It is more difficult to compare our estimated household infectious contact probability with estimates of the household secondary attack rate (SAR), which are usually obtained by calculating the proportion of all susceptible members of study households who have the onset of a given set of symptoms within a given time period relative to symptom onset in the index case.
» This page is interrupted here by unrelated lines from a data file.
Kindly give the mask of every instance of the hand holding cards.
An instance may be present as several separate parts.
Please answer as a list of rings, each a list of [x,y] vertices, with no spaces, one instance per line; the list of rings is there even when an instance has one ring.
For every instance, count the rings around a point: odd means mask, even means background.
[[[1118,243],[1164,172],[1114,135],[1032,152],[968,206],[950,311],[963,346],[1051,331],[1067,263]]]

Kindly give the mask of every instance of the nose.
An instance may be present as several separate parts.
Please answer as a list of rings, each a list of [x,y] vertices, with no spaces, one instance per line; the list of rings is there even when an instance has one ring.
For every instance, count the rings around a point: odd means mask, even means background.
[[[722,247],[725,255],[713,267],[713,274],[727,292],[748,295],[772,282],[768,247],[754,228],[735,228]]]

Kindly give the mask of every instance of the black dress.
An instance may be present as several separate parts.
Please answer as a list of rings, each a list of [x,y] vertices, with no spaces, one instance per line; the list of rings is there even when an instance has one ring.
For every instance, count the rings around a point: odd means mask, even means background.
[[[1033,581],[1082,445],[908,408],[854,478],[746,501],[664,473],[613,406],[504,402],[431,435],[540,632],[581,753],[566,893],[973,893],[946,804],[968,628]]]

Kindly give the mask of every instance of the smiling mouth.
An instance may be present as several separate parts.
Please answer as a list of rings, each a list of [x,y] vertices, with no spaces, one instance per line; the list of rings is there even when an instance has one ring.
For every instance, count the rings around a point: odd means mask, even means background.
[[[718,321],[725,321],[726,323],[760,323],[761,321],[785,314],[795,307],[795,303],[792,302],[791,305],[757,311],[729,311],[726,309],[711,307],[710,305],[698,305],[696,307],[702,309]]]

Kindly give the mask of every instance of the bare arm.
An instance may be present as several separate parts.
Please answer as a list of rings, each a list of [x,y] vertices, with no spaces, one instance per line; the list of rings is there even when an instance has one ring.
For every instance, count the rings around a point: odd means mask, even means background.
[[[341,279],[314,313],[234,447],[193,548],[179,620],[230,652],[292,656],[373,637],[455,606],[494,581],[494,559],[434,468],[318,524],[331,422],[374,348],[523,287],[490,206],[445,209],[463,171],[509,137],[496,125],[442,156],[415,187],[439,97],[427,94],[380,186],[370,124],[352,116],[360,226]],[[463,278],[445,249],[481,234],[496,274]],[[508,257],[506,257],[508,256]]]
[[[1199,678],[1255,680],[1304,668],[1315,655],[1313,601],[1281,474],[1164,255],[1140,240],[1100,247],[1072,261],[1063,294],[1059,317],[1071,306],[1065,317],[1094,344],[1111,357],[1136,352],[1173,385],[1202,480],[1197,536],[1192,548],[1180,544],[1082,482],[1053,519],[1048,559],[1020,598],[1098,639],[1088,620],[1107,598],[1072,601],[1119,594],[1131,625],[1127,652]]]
Among these estimates for pH1N1 are: .145 (.129, .164) for influenzalike illness (ILI) within 7 days after the index case symptom onset (Carcione et al., 2011) , .13 for acute respiratory infection (ARI) and .9 for ILI within 1-9 days after the index case symptom onset (Morgan et al., 2010) , .113 (.088, .137) for ILI up to 23 days after index case symptom onset (France et al., 2010) , and .13 for ARI and .10 for ILI 7 days before or after the index case symptom onset . We did the following simulations to see if our estimated household infectious contact probability of .07 is consistent with these estimates:

(a) For each of the 58 households in the LA data, we simulated an epidemic using its observed number of index cases and an household infectious contact probability of .07. (b) After the epidemics in all households completed, we calculated the proportion of all household contacts who were infected.
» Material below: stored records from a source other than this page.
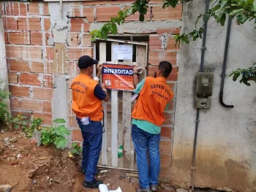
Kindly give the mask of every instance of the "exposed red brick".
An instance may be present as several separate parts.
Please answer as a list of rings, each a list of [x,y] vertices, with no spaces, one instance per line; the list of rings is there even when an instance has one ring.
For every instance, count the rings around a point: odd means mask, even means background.
[[[34,46],[19,46],[7,45],[5,46],[7,57],[26,59],[41,59],[42,48]]]
[[[13,96],[29,97],[30,91],[28,87],[18,87],[10,85],[10,92]]]
[[[44,63],[32,61],[31,72],[34,73],[43,73]]]
[[[148,62],[151,65],[159,65],[160,61],[167,61],[170,62],[173,66],[176,66],[176,52],[149,51]]]
[[[179,34],[181,28],[160,28],[157,30],[158,34]]]
[[[26,16],[26,5],[22,3],[9,2],[6,4],[6,15],[13,16]]]
[[[70,19],[71,32],[88,32],[90,31],[90,23],[84,22],[82,18]]]
[[[16,117],[18,115],[26,117],[25,119],[26,119],[29,121],[31,119],[31,112],[26,112],[26,111],[21,112],[21,111],[17,111],[17,110],[12,110],[12,117]]]
[[[165,1],[164,0],[151,0],[151,1],[149,1],[149,4],[162,4],[164,1]]]
[[[105,7],[96,8],[97,21],[109,21],[111,18],[116,17],[120,10],[118,7]]]
[[[5,13],[5,9],[4,9],[4,4],[0,4],[0,12],[1,12],[1,15],[3,17],[4,16]]]
[[[29,45],[30,33],[23,32],[10,32],[8,33],[9,42],[10,44]]]
[[[170,154],[160,154],[161,167],[170,167]]]
[[[21,85],[41,85],[37,74],[22,73],[20,75],[20,82]]]
[[[7,32],[4,32],[4,43],[5,45],[8,44],[8,33]]]
[[[42,102],[42,112],[52,112],[51,101],[43,101]]]
[[[170,168],[160,167],[159,178],[163,180],[170,179]]]
[[[178,4],[175,8],[167,7],[162,9],[162,6],[152,7],[153,20],[181,20],[182,4]]]
[[[46,55],[45,58],[48,61],[54,59],[54,47],[46,47]]]
[[[72,78],[78,75],[78,62],[71,61],[69,62],[69,76]]]
[[[41,31],[40,18],[21,18],[18,19],[18,28],[20,31]]]
[[[42,35],[45,35],[45,45],[48,45],[48,39],[50,37],[48,32],[39,32],[39,31],[31,31],[31,45],[42,45]]]
[[[10,104],[11,104],[11,108],[15,109],[15,108],[19,108],[19,101],[18,98],[10,98]]]
[[[20,101],[20,109],[27,111],[42,112],[42,101],[30,99],[23,99]]]
[[[124,7],[124,10],[130,8],[130,6],[127,6]],[[151,15],[151,7],[148,7],[148,11],[147,11],[147,14],[144,18],[144,21],[147,21],[147,20],[150,20],[150,15]],[[139,12],[136,12],[135,15],[132,15],[130,16],[129,16],[128,18],[127,18],[125,19],[125,20],[140,20],[140,13]]]
[[[165,153],[165,154],[170,153],[171,149],[171,142],[170,140],[160,140],[159,150],[161,153]]]
[[[73,7],[70,12],[70,17],[86,18],[89,22],[94,22],[94,8],[91,7],[84,7],[81,12],[80,7]]]
[[[79,129],[74,129],[72,131],[72,140],[76,142],[83,142],[83,137],[81,131]]]
[[[163,43],[165,42],[165,43]],[[150,50],[176,50],[179,49],[179,44],[176,46],[176,40],[173,37],[161,37],[159,35],[149,36]]]
[[[53,89],[46,88],[33,88],[34,99],[52,100],[53,97]]]
[[[18,21],[15,18],[4,17],[3,18],[4,30],[18,30]]]
[[[43,4],[44,9],[42,12],[39,12],[39,4],[38,2],[29,4],[29,14],[34,15],[50,15],[48,4]]]
[[[69,46],[78,46],[81,42],[81,39],[80,38],[80,33],[74,32],[69,34],[69,39],[68,40]]]
[[[91,47],[91,36],[86,34],[83,36],[83,47]]]
[[[44,87],[53,88],[53,76],[50,74],[44,75]]]
[[[164,115],[165,117],[165,120],[164,122],[164,125],[170,125],[173,123],[173,114],[164,112]]]
[[[91,6],[91,5],[101,5],[101,4],[107,4],[108,3],[108,0],[105,1],[82,1],[81,4],[82,5],[86,5],[86,6]],[[74,5],[78,5],[75,4],[75,3],[73,3]]]
[[[134,0],[109,0],[108,4],[132,4]]]
[[[42,18],[44,23],[44,28],[42,28],[42,31],[49,31],[50,28],[50,18]]]
[[[11,71],[20,72],[30,72],[29,64],[28,61],[10,59],[8,61],[8,64],[10,65],[10,70]]]
[[[163,126],[161,128],[161,137],[170,139],[171,127]]]
[[[33,112],[33,118],[42,118],[43,125],[52,125],[53,124],[53,115],[51,114]]]
[[[69,61],[78,61],[80,57],[85,55],[92,56],[92,48],[79,49],[69,47],[67,50],[67,57]]]
[[[8,72],[8,82],[9,83],[18,83],[17,73]]]

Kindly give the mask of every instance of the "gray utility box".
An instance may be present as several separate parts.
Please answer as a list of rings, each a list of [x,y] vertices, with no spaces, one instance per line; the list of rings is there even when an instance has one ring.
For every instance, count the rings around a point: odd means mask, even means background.
[[[199,72],[197,75],[197,95],[211,96],[214,87],[214,73]]]
[[[208,99],[208,98],[195,99],[195,107],[197,109],[210,109],[211,99]]]

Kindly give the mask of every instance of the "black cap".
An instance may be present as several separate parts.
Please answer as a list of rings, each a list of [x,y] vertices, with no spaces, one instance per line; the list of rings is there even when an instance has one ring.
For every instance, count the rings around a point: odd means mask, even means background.
[[[80,69],[87,69],[90,66],[96,65],[98,63],[98,61],[92,59],[90,56],[83,55],[78,59],[78,67]]]

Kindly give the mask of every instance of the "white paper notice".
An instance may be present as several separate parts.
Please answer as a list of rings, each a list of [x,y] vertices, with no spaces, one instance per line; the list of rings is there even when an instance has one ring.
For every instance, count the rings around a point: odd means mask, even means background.
[[[132,59],[132,45],[116,45],[113,46],[114,60]]]

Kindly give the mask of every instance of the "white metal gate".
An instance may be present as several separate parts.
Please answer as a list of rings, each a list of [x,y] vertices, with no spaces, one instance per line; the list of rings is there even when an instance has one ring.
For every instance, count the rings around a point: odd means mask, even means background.
[[[107,46],[106,42],[110,42],[113,47],[115,45],[132,44],[136,47],[136,62],[132,63],[132,60],[114,61],[112,48],[111,61],[106,61]],[[99,42],[99,61],[101,63],[109,63],[115,64],[132,65],[137,64],[142,67],[143,73],[140,74],[140,80],[146,75],[147,64],[147,42],[138,42],[133,41],[124,41],[114,39],[108,39],[105,42]],[[96,58],[96,45],[94,45],[94,56]],[[95,70],[94,70],[95,73]],[[133,143],[132,141],[132,105],[130,98],[132,92],[123,91],[108,91],[110,99],[109,103],[103,102],[104,107],[104,125],[105,133],[102,139],[102,149],[101,158],[99,160],[99,166],[127,169],[136,170],[135,154]],[[110,106],[110,110],[108,107]],[[123,149],[119,147],[123,145]],[[122,156],[118,158],[118,154]]]

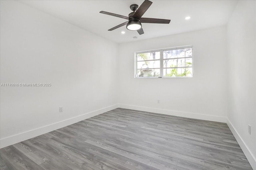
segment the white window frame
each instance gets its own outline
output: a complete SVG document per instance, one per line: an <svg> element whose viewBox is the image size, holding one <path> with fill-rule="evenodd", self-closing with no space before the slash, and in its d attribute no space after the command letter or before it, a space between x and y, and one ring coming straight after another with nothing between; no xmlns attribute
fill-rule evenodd
<svg viewBox="0 0 256 170"><path fill-rule="evenodd" d="M191 57L186 57L186 58L191 58L192 59L192 66L183 66L183 67L168 67L168 68L192 68L192 76L180 76L180 77L169 77L169 76L164 76L164 61L166 60L170 60L170 59L164 59L164 51L170 51L173 50L175 49L184 49L187 48L192 48L192 56ZM138 76L137 74L137 70L138 70L138 57L137 55L138 54L143 53L149 53L154 52L160 52L160 59L155 59L155 60L148 60L147 61L160 61L160 68L154 68L154 69L160 69L160 76L159 77L140 77ZM181 47L171 47L171 48L167 48L165 49L158 49L156 50L148 50L148 51L137 51L134 53L134 56L135 56L135 76L134 78L192 78L194 77L194 51L193 51L193 45L188 45L186 46L181 46ZM180 57L178 58L175 58L175 59L184 59L185 57Z"/></svg>

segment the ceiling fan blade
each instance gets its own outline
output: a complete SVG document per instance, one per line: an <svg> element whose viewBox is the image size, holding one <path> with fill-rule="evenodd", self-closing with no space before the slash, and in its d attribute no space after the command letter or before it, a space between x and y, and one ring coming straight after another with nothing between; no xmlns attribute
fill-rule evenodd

Repeating this 10, 000 times, we got a mean household SAR of .12 with a bootstrap percentile 95% confidence interval of (.06, .19), which places us solidly within the range of previous household SAR estimates. Our nonparametric estimate of the distribution of infectiousness over time is consistent with estimates of the serial interval distribution for pH1N1 by Donnelly et al. (2011) , who found high infectiousness on days 0, 1, and 2 following symptom onset with only 18% of transmission occurring > 2 days after the onset of symptoms and only 5% occurring > 3 days after symptom onset. A similar pattern of high infectiousness early in the infectious period was found by Cauchemez et al. (2009) , who also used a serial interval distribution. Though theoretical and practical problems with the serial interval distribution were noted in Section 1, the similarity between our results and those of Donnelly et al. (2011) and Cauchemez et al. (2009) suggests that the marginal Nelson-Aalen estimate captured an important feature of pH1N1 transmission that was missed by the parametric contact interval distribution estimates.
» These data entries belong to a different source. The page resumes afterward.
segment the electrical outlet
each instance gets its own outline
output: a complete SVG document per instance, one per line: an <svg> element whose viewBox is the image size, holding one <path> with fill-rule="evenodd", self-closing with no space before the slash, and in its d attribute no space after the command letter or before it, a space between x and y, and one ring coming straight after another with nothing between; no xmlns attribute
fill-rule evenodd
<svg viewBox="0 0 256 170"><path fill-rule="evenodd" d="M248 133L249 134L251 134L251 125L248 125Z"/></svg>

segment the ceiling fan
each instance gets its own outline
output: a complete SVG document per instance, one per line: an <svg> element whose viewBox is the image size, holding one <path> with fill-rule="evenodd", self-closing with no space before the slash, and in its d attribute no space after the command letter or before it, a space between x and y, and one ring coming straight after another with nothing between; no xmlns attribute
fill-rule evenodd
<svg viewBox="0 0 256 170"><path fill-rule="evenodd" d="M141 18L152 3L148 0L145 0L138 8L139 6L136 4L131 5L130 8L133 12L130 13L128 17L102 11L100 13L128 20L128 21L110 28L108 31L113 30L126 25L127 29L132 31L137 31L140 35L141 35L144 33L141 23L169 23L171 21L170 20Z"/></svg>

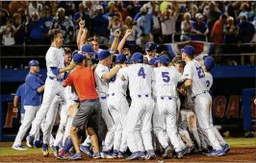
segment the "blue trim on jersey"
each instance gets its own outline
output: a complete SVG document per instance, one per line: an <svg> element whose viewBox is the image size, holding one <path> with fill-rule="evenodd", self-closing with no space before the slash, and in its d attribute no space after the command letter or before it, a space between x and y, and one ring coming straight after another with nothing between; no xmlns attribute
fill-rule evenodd
<svg viewBox="0 0 256 163"><path fill-rule="evenodd" d="M60 74L60 69L58 67L51 67L52 73L54 75L59 75Z"/></svg>

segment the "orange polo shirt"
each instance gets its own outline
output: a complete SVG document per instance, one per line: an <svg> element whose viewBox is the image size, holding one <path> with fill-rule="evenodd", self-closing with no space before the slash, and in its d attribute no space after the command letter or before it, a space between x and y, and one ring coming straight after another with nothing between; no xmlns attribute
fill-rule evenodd
<svg viewBox="0 0 256 163"><path fill-rule="evenodd" d="M98 98L94 73L90 68L76 67L64 82L64 86L74 85L80 102Z"/></svg>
The marginal Nelson-Aalen estimator suffers many of the same limitations as the parametric estimators in Kenah (2010) and some of its own. In roughly decreasing order of difficulty, these include:

(a) The SEIR framework is limited to acute, immunizing infectious diseases that spread person-to-person, so our methods do not apply directly to tuberculosis, HIV/AIDS, many foodborne and waterborne diseases, pneumococcal and meningococcal diseases, and other infectious diseases of major public health importance. (b) We have assumed that contact intervals are independent of infectious periods, which is unrealistic. Both are affected by the interaction between the host and the pathogen. (c) We have assumed that infection times, times of onset of infectiousness, and times of recovery from infectiousness are observed, which is unrealistic. Usually, only symptom onset times are observed. In the analysis of the Los Angeles County household data in Section 4, we were forced to assume constant latent, incubation, and infectious periods because we had only symptom onset times. The implicit assumption of constant latent, incubation, and infectious periods in methods based on generation and serial intervals was one of our main criticisms in Section 1. Unfortunately, our analysis merely made these same assumptions explicit. (d) We assumed that the contact interval distribution is identically distributed for all ordered pairs ij such that C ij = 1, which is unrealistic. For instance, age was found to have an effect on pH1N1 transmission in most of the papers cited in Section 4 France et al., 2010; Morgan et al., 2010; Carcione et al., 2011; . The effects of covariates on the transmission of disease is a central concern of infectious disease epidemiology.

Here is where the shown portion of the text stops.